Ryusenshi wrote:By the way: I finished reading Hamlet ages ago, and forgot to share my thoughts on it.
Mostly, I'm puzzled.
Yep. It's confused people ever since. Several of his plays do that - The Winter's Tale
is downright weird, and King Lear
is pretty peculiar too. I think we need to remember we're dealing not just with a genius, but a genius from another world - another time, another culture - whose work is sometimes strange in the way that genuinely alien storytelling often is. We also need to remember that we largely lack the context for his works. In the case of Hamlet, for instance, he's adapting a very old, well-known story, and a story that it's believed had already been staged in London not long before, so he's dealing with an audience who may come to the story with preconceptions different from ours. For instance, the idea of Hamlet feigning madness is in the earlier versions, so he may have felt that he could deal with the reasoning behind it in shorthand, as it were.
But regarding Hamlet in particular: yes, it's seen as a very disorderly play, and its reputation has soared and plummeted according to how different eras have reacted to disorderliness in their fiction. For some, it's badly-written and inelegant; for others, it's Gothic and sublime and terrifying.
Sure, it's very well-written and endlessly quotable (the number of lines from this play that became cliches is astonishing). Some of the soliloquies cut pretty deep. But the plot seems weird and disjointed. Like, there's a letter saying that Hamlet has been kidnapped by pirates, then he comes back as if nothing had happened.
He does this in several plays - creates this sense of randomness and confusion.

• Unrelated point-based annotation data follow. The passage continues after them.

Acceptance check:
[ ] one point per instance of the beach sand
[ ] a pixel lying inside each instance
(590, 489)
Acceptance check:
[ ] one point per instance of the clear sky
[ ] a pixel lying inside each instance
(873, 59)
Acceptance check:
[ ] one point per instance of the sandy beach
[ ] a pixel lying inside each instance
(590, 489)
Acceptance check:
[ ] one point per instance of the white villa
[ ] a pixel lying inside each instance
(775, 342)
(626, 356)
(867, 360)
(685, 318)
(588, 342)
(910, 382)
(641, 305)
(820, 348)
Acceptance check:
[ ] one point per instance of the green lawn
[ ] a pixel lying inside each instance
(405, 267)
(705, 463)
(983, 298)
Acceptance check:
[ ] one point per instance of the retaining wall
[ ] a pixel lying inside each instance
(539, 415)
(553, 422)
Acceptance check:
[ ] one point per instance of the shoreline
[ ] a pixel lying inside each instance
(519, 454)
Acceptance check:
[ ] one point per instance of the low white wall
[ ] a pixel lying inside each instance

Which is, of course, pretty true to life, particularly in an era in which everything outside your own line of sight existed in a Schroedingerian fog of unreality.
The ending comes out of nowhere, a far cry from the terrifying sense of logic that runs through Macbeth or even Romeo and Juliet.
Yep. Confusing or disorienting. And the idea of having so much of the key action occur off-screen, in another country! It's incredibly bold. Is that good, or bad? Well, your mileage may vary.
Hamlet pretends to be mad as part of a plot, but it's unclear what was the point: Claudius, the main target, isn't fooled, and this plot only ends up alienating all of Hamlet's allies save Horatio.
Well, who knows? Some people think that he's mad all along - either he's pretending to be pretending to be mad, or because he's mad he thinks he's only pretending. Is pretending to be mad different from being mad, if you don't always remember you're pretending? Some think, I think, that Hamlet uses madness as an excuse for inaction - he pretends he's doing it for a reason but really it's a form of escape. It's also a cloak that lets him say things he wouldn't otherwise be allowed to say - which is a big theme of a lot of writing from around this time (remember, Shakespeare is living in essentially a brutal dictatorship with a terrifying secret police and a culture of concealing your thoughts at all times; Hamlet manages to conceal his thoughts by speaking them openly). And on a practical level, Claudius may suspect that something is up, but he doesn't have him executed, so it may be that the ruse works just well enough.
Hamlet's feelings towards Ophelia are also a complete mystery. He never mentions her in all of his soliloquies; one scene he gives her the cold shoulder, and the very next he makes crude passes at her. When she dies, he hams it up as the tragic lover, only to completely forget her the next moment. It seems he has no feelings for her at all, but then what's the point of pretending to have them?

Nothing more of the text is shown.